2006-05-01 23:02:50 | Weblog

【写真:雨のチューリッヒ(09/04)】 
旅程
《09/04 チューリッヒ→ジュネーヴ》
終日 チューリッヒ観光
19:34 所定19:32発の列車(ICE)でジュネーヴ発
22:18頃 ジュネーヴ着
   到着後バスでスティーブンの家へ

 0時過ぎにクリスの家に到着したものの、荷物を置いてまた再び皆で観光に出かけた。観光といっても真夜中。クリスの運転でチューリッヒの中心部を見に行く。
 
 深夜だからもちろん店は閉まっていたが、店の中の電気をつけて外から商品が見えるようにしている所が多かった。バーかカフェに寄って休憩しようと試みるも、残念ながら空いているところはなく、断念。
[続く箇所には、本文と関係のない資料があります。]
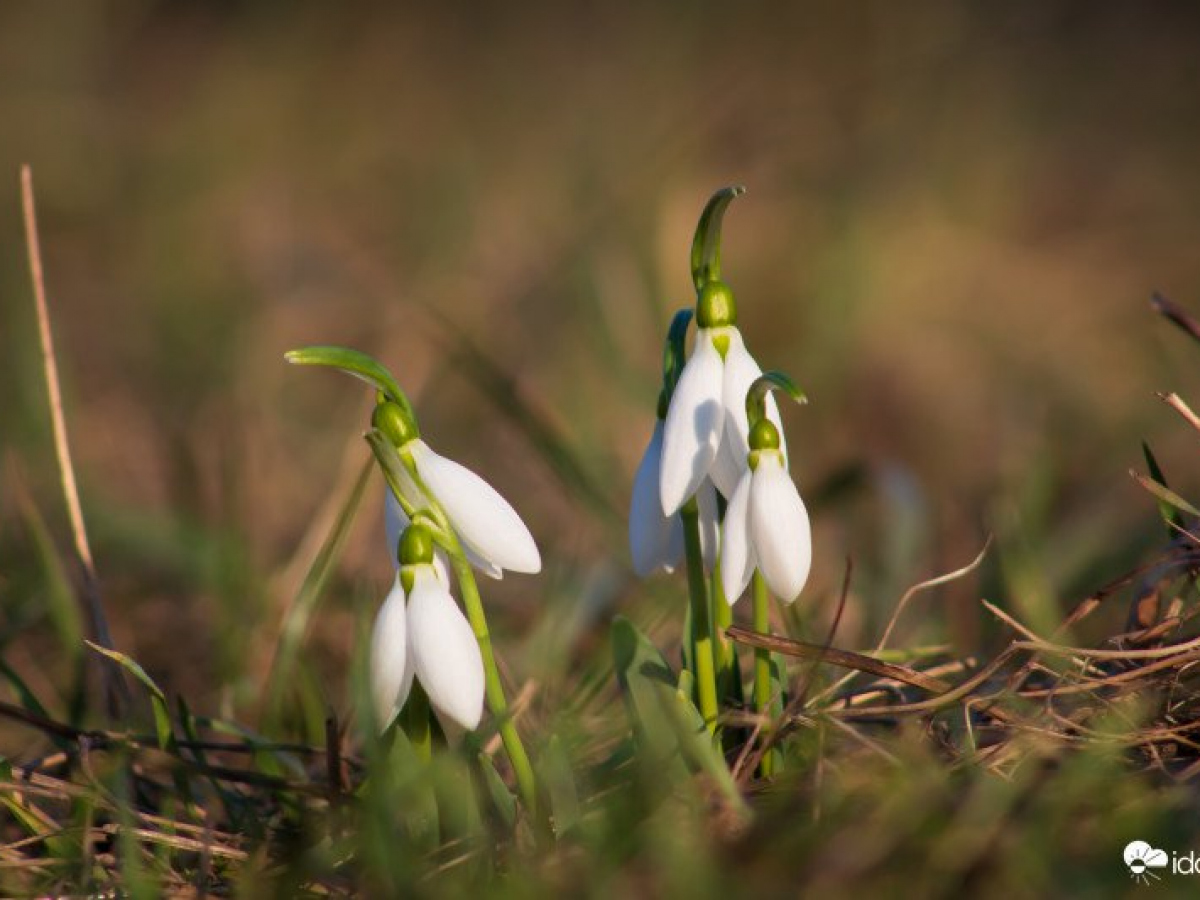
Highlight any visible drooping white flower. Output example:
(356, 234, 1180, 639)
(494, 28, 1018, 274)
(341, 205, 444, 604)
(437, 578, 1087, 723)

 クリスが、「レーニンが住んでいた建物に案内する。」と言う。最初は冗談かと思ったが、レーニンはかつてチューリッヒに住んでいたことがあるのだそうだ。行ってみると、1916年2月16日から1917年4月2日までレーニンが住んでいた旨(おそらくドイツ語で)書かれたプレートが掲げられた建物が確かに存在した。特別大きかったり、装飾があったりするわけでもなく、クリスに言われなければ気がつかない建物だった。ペテルブルクで活躍したロシア革命の英雄が、こんなひっそりとしたところに住んでいたのかと、とても意外な感じがした。
 
 夜なので教会や博物館などの中に入ることは出来ないが、町の灯りが静かに川の水面に映る様子は大変美しく、深夜の観光も趣があった。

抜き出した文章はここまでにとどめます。